Set the 64 bits into a 64-bit integer. The order does not matter, just as long as you are consistent. To see what this fingerprint looks like, simply set the values (this uses +255 and -255 based on whether the bits are 1 or 0) and convert from the 32x32 DCT (with zeros for the high frequencies) back into the 32x32 image: = 8a0303769b3ec8cd

At first glance, this might look like some random blobs… but look closer. There is a dark ring around her head and the dark horizontal line in the background (right side of the picture) appears as a dark spot.

1 | 0001100001010100110001001100111010110100001010100110001000000000 |

## dHash

Gradient hash, calculate the difference for each of the pixel and compares the difference with the average differences.

As speed goes, dHash is as fast as aHash and very few false positives.

### Reduce size

The fastest way to remove high frequencies and detail is to shrink the image. In this case, shrink it to 9x8 so that there are 72 total pixels.

### Reduce color

Convert the image to a grayscale picture. This changes the hash from 72 pixels to a total of 72 colors. (For optimal performance, either reduce color before scaling or perform the scaling and color reduction at the same time.)

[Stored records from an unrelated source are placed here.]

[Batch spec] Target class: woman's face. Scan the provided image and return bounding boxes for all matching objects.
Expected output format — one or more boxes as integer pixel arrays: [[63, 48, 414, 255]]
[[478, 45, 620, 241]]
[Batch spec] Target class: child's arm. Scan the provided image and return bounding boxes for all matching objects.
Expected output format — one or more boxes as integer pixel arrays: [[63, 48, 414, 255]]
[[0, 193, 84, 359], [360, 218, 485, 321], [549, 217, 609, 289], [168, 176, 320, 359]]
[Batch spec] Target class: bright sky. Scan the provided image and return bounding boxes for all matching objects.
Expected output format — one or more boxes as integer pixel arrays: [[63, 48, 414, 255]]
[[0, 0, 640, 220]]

### Compute the difference

The dHash algorithm works on the difference between adjacent pixels. This identifies the relative gradient direction. In this case, the 9 pixels per row yields 8 differences between adjacent pixels. Eight rows of eight differences becomes 64 bits.

### Assign bits

Each bit is simply set based on whether the left pixel is brighter than the right pixel. The order does not matter, just as long as you are consistent.